Infarto: você tem 90 minutos para escapar bem dessa!
Sim, 90 minutos contados a partir do início dos sintomas. Mas poderá ganhar 24 horas extras para socorrer o coração aflito, se você e os médicos fizerem a coisa certa nessa primeira hora e meia.
A dor no peito é um aviso: uma artéria coronária, que abastece o próprio músculo cardíaco de sangue, está obstruída. É o infarto agudo. Tudo bem que alguns sentem coisas diferentes quando estão no mesmo enrosco.
Há quem tenha a impressão de uma queimação ou de um aperto no tórax em vez de dor propriamente dita. E, às vezes, o lugar do sofrimento parece um pouco mais embaixo, na altura do estômago. A má surpresa pode ser, ainda, aquela famosa contração fisgando o braço ou um inusitado espasmo no pescoço. Há, enfim, maneiras diversas de o coração pedir socorro e, seja como for, é bom acudi-lo. Depressa. Não fique enrolando, na dúvida se é ou se não é. O cronômetro dispara no exato instante em que o mal-estar começa — 90 minutos, 89 minutos, 88 minutos...

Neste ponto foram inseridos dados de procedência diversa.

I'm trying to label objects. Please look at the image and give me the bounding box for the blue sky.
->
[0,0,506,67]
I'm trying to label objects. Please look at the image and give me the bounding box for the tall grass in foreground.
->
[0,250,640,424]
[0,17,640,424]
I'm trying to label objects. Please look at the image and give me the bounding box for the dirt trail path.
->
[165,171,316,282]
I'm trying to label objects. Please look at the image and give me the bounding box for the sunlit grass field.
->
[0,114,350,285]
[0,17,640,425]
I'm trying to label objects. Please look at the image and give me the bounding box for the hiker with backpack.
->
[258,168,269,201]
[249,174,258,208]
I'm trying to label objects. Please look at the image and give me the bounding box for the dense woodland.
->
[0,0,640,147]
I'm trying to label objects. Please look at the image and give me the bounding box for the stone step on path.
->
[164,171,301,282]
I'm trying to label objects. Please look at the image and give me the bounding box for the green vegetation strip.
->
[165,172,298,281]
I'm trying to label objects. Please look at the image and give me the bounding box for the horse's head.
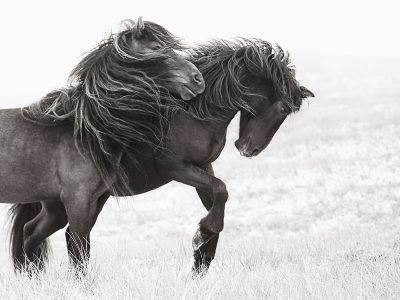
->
[235,79,314,157]
[120,17,205,100]
[235,45,314,157]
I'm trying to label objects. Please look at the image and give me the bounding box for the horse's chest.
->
[187,132,225,165]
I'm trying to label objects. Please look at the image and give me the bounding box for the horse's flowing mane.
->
[185,38,302,119]
[22,20,181,190]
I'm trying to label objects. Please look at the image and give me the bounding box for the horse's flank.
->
[22,22,188,195]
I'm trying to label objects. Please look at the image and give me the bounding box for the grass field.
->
[0,54,400,299]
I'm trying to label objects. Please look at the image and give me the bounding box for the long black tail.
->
[9,202,49,271]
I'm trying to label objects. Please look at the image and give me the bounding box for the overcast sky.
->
[0,0,400,107]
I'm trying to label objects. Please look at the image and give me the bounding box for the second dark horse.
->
[8,39,314,273]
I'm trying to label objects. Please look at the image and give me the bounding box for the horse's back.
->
[0,109,73,202]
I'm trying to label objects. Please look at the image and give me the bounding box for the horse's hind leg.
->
[63,187,105,273]
[65,193,110,257]
[23,201,67,271]
[192,165,219,275]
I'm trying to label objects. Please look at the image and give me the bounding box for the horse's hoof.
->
[192,264,208,280]
[192,228,214,251]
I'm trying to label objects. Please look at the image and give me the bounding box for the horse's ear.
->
[300,86,315,98]
[132,17,144,38]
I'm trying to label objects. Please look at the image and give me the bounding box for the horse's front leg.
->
[192,164,219,276]
[65,193,110,264]
[62,189,104,273]
[168,163,228,251]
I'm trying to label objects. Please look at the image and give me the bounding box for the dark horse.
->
[7,39,314,273]
[0,18,204,269]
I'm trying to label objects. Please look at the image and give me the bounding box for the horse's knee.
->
[214,181,228,203]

Enquanto o tempo passa, a porção do miocárdio que seria irrigada pelo trecho obstruído da coronária fica sem receber sangue com oxigênio. É a isquemia. Como esse gás é indispensável à vida, a conclusão é óbvia: se demora muito, essa parte morre e se torna, inclusive, um obstáculo para a circulação alcançar áreas vizinhas. Ou seja, no final das contas, a região infartada vai crescendo feito bola de neve. Tic, tac, tic, tac...
Um pedaço que não volta mais
"Imagine o tamanho da encrenca, ou melhor, da lesão, depois de ficar seis horas sem receber sangue!", diz Andrei Sposito, professor titular de Cardiologia na Unicamp (Universidade Estadual de Campinas). Se a pessoa sobreviver, ganhará de má lembrança uma insuficiência cardíaca.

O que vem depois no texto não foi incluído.